The Solvency solution is filled with innovation and is easy to understand. Clients choose how much of their monthly premium (up to a maximum of 50%) goes to their Insurance Savings Account (ISA), like the medical savings components on medical aids. The decision is guided by how much excess the client is prepared and able to pay in the event of a claim. The excess is paid from the ISA and should the funds in the client’s ISA not cover their excess payment, only then would the client need to pay the difference from their pocket.

‘The average short-term insurance client claims an average of R18 000 every four years,’ explains Mahamba. ‘With an insurance premium of R1000 per month, and without considering escalations, the client would have paid almost R50 000 in premiums over this time. Up to nine out of ten clients will claim far less than the premiums paid, or not claim at all, but receive nothing in return. Solvency changes this and puts that money to work.’

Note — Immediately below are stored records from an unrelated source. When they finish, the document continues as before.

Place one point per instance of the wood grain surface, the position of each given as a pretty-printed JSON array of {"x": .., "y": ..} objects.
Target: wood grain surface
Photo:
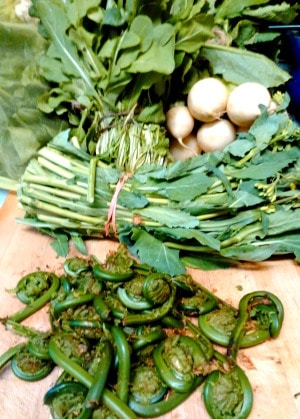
[{"x": 273, "y": 368}]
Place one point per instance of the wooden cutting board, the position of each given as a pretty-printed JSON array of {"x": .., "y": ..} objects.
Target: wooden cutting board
[{"x": 273, "y": 368}]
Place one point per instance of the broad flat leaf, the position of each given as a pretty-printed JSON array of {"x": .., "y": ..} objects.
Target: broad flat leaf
[
  {"x": 168, "y": 217},
  {"x": 282, "y": 13},
  {"x": 55, "y": 23},
  {"x": 237, "y": 66},
  {"x": 188, "y": 187},
  {"x": 243, "y": 198},
  {"x": 189, "y": 234},
  {"x": 233, "y": 8},
  {"x": 268, "y": 165},
  {"x": 207, "y": 263},
  {"x": 154, "y": 253},
  {"x": 250, "y": 252}
]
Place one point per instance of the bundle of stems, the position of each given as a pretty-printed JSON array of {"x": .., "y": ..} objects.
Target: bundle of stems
[{"x": 216, "y": 204}]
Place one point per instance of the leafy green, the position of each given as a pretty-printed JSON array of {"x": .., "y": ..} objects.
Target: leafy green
[
  {"x": 24, "y": 128},
  {"x": 223, "y": 59},
  {"x": 247, "y": 207}
]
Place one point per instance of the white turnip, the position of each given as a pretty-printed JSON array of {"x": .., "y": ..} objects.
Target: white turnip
[
  {"x": 207, "y": 99},
  {"x": 216, "y": 135},
  {"x": 179, "y": 122},
  {"x": 243, "y": 103},
  {"x": 189, "y": 148}
]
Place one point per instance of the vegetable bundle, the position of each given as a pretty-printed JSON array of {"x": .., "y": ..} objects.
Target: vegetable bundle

Whether or not the client makes a claim in a year, they have the option to withdraw in cash up to 50% of their savings in a 12-month period, for their own use. Alternatively, they can leave the money invested to grow and earn money-market rates.

Solvency also includes two other important innovations. The BetterDrive Savings Booster, which allows clients to self-manage their premium and cash-back rewards through responsible driving. The driver can receive up to 25% of cash-back spent on premiums every three months, which is paid into the ISA. The Pay as you Ensure feature sees the consumer pay premiums for insured items, they need cover for in that month only. The premium for items which cover has been switched off is allocated to savings.

‘We’re still in the launch stage, but the response from the market has already been incredible,’ concludes Mahamba. ‘Consumers love the savings opportunity, but they are also very positive about the structural innovation that finally gives them control over what used to be a largely negative process. All indicators are that the brand will enjoy a very positive launch year.’